Tonight I was looking through my old journal entries for some reason. Not sure why. Other than it was too damn cold outside to be social with the group I’m staying with.
It was interesting going down memory lane. Reading my thoughts from the months immediately after I was widowed. I literally haven’t read these entries since I created them. I wasn’t sure what I would find.
I came across the following entry dated 31 July 2013, which was 1.5 months after my wife passed. It pertains to a phone call I received from someone I’ve known since I was 21. I had emailed him about my wife’s passing and received a phone call back 9 days later.
My friend’s name has been changed in the entry below. Not that there is anything bad written about him, but rather because it doesn’t matter who it was that prompted me to write this entry and therefore a name isn’t necessary. And who wouldn’t want to have a friend named “Franklin”?

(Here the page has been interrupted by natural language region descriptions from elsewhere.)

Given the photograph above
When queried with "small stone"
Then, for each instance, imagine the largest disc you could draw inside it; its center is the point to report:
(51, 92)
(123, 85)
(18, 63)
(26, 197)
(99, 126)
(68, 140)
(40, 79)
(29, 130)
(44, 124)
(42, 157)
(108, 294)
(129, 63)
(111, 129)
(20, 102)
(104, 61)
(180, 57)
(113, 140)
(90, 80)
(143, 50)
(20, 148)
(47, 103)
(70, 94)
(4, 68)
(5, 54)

Franklin called today re: the email from the 22nd. It was GREAT to hear from him. I was beginning to wonder…
He said it took a while to digest. A while to reach out. I understand.
Franklin knew [my wife] about the same length of time as I did. He would have met her shortly after we started dating, and he was there for many of the good, and less good, times. Franklin went through a lot with [my wife] and I, so I totally get it. I understand. It is weird. Strange. Surreal. My new normal.
He said he didn’t know what to say. I told him I understand. I totally get it. I don’t know what to say. What to think. What to feel. What to do. What not to do. Who to turn to. Who is really there for me. Who pretends to be there for me. Who doesn’t give a shit. Who does.
This certainly isn’t the way that I expected my life to turn out. But that is the ‘great’ thing about life, isn’t it? You never know what is going to be around the next corner. Around the next bend. What surprises, good or bad, await you just ahead.
For someone who has never been good at showing emotions, this is all new, strange, bizarre, to me. I suddenly feel like I can be emotional. I should be emotional. That it is OK to let others know how you are feeling. To let others know you have feelings. To let other know that you are vulnerable. To let others know you can cry.
Wow! Just had a good cry there. Been a while. Much needed. I think I feel better. For now. I am sure that won’t be the last.
Anyhow, it was great to hear from Franklin today. We will be talking much more frequently.
While that was written 3.5 years ago, much, if not all, of it still rings true.
I still don’t know what to say when someone says they are sorry. I still wonder how I’m supposed to be feeling. What I should be doing.
Don’t get me wrong – I’m better than I was 3.5 years ago. It’s just that there are question marks about certain things. These question marks might never go away. I’m not sure they are supposed to.
So I’ll keep going on being emotional. Doing the best I know. And enjoying life as it presents itself because it can be too damn short.